2008-04-04

Another attempt at pattern matching

In my previous post I'm talking about feature-tests without really explaining what I mean. So here's an attempt to re-phrase, expand on and give some background to my thoughts.

I spent yesterday re-reading parts of Forgy's thesis (using OPS2) and the AI Journal article (using OPS5) describing the Rete Algorithm.

The implementation described in the thesis uses a whole lot of nodes to test for features of the fact-structure as well as the values contained in a fact. This approach of classifying things is known as Structural Typing.

Compiling the MB11 production in OPS2 (see 2.2.1 Productions with one Condition Element in the thesis):

MB11 ( (Want (Monkey Near =P))
-->
(Want (Monkey On Floor)) )
produces no less than five nodes in the Rete Network:

1. Is the element a list of two subelements?
2. Is the first subelement Want?
3. Is the second subelement a list of three subelements?
4. Is the first subelement of the second subelement Monkey?
5. Is the second subelement of the second subelement Near?

The article, however, describes a different approach, based on Static Typing, which requires you to declare the structure of a fact before using it. This way, we can remove all feature-tests and replace them with only one test, an expression node (also known as an object type node).

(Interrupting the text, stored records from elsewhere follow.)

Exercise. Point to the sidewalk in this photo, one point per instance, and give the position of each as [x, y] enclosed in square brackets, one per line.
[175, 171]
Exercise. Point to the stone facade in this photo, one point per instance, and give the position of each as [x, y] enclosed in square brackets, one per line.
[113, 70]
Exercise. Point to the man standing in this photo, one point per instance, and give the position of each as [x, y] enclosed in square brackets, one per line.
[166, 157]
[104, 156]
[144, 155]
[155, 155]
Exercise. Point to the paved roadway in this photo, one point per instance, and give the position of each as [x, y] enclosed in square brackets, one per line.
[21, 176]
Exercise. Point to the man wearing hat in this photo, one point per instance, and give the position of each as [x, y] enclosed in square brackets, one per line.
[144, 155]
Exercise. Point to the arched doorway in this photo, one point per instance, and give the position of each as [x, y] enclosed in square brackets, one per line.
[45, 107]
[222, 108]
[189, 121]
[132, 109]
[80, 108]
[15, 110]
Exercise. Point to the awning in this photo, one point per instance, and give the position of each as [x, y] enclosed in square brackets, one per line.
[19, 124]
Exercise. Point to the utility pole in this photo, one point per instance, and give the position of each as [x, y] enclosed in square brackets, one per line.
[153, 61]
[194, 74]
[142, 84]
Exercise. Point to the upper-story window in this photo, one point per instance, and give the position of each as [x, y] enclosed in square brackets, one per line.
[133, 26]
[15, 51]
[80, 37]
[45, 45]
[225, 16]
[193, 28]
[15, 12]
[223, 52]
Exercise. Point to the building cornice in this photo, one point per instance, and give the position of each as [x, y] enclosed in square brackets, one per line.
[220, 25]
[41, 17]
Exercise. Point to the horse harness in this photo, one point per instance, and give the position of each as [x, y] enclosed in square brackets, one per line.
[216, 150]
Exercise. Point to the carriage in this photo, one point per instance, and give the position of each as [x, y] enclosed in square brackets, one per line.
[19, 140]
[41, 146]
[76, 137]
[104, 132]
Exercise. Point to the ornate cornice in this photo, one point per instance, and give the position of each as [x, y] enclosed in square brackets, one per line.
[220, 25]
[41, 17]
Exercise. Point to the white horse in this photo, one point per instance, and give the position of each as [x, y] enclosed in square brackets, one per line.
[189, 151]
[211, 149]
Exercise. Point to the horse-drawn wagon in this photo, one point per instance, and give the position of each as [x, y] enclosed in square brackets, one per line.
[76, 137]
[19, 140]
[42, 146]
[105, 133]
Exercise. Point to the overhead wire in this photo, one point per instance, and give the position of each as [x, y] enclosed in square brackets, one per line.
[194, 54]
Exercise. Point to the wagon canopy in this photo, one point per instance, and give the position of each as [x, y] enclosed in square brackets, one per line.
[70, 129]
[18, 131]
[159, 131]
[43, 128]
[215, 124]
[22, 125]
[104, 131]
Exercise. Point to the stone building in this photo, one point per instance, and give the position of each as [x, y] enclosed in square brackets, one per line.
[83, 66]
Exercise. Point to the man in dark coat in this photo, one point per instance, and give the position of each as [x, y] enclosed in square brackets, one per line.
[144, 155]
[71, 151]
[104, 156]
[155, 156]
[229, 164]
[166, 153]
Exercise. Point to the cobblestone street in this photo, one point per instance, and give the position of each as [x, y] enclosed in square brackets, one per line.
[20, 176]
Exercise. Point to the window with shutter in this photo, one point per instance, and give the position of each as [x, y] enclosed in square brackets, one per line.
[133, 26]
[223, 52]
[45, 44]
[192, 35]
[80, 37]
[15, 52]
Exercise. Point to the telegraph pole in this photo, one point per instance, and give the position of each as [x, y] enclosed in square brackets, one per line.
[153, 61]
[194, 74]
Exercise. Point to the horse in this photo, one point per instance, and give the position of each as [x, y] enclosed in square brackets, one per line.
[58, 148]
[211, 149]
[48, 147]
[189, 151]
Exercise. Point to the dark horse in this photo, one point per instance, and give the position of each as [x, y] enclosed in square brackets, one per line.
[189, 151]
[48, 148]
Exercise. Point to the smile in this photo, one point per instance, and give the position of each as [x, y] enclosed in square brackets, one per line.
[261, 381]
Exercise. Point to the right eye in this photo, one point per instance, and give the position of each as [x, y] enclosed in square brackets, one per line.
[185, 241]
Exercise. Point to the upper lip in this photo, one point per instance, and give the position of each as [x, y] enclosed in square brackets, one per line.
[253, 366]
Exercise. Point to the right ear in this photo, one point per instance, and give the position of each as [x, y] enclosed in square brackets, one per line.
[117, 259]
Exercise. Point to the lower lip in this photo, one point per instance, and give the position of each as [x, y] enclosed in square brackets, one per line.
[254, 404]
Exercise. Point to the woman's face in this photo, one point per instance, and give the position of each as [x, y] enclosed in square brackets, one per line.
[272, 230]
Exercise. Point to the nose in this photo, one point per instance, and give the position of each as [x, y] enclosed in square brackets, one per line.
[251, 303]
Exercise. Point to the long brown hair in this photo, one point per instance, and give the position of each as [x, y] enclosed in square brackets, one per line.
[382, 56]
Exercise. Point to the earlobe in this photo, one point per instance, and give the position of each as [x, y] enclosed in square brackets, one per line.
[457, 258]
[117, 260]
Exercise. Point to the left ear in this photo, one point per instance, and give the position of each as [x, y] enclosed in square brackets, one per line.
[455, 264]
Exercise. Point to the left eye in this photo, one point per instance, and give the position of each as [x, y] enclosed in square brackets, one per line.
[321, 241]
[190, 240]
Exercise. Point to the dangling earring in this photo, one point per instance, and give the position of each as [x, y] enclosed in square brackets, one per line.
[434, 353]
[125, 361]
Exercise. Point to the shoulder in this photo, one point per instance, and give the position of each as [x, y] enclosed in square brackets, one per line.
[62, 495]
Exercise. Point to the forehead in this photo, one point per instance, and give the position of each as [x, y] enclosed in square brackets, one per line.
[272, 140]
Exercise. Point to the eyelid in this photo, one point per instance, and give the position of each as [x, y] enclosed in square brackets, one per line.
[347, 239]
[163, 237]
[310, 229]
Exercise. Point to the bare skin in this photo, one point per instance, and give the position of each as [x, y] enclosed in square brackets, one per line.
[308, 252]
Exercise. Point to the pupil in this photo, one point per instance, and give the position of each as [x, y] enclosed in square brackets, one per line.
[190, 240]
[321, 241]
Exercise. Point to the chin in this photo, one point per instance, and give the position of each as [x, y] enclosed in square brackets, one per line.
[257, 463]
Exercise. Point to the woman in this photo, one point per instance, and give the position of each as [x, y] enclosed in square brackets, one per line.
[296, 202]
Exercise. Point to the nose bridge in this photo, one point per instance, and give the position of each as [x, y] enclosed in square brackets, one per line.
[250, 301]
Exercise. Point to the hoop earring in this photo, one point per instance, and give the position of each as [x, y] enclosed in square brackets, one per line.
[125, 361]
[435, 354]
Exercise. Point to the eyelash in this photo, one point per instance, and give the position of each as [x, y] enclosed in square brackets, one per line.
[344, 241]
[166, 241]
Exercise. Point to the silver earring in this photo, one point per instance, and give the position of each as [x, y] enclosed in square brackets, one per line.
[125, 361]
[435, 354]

The MB11 production for OPS5 looks like this:
(p mb11
(goal ^status active ^type walk-to ^object [p])
-->
(make goal ^status active ^type on ^object floor))
They're not the same, I know.

But still, from the description in the article this would be compiled into three nodes:

1. Is the element's class goal?
2. Is the value of the status attribute active?
3. Is the value of the type attribute walk-to?

It doesn't take too large a rulebase before the benefits of this approach start to show. But at the same time, it seems that we have also lost the possibility to match nested structures.

In OPS5, according to the OPS5 Reference Manual, there's a possibility to create a vector attribute which can hold several values. Here's part of an OPS5 dialog that shows what happens when you match a vector attribute:
OPS> (vector-attribute bar)
(BAR)
OPS> (literalize foo bar)
NIL
OPS> (p rule
(foo ^bar [bar])
-->
(write " [bar] = " [bar] (crlf)))
*
NIL
OPS> (make foo ^bar 1 2 3)
NIL
OPS> (run)
1. RULE 1 [bar] = 1
I haven't yet been able to match several values with one variable (as $? allows you to in CLIPS). I'm not sure if this is even possible in OPS5. Actually, in chapter 2.6 The Range of Applicability of the Algorithm of Forgy's thesis he describes some of the constraints that we have to work around. In short, they are: 1) facts must only contain constants and 2) it must be possible to determine (at compile-time) which subelement each condition matches. This last constraint applies to Multifield variables and is probably one explanation to why they're so much slower than regular variables.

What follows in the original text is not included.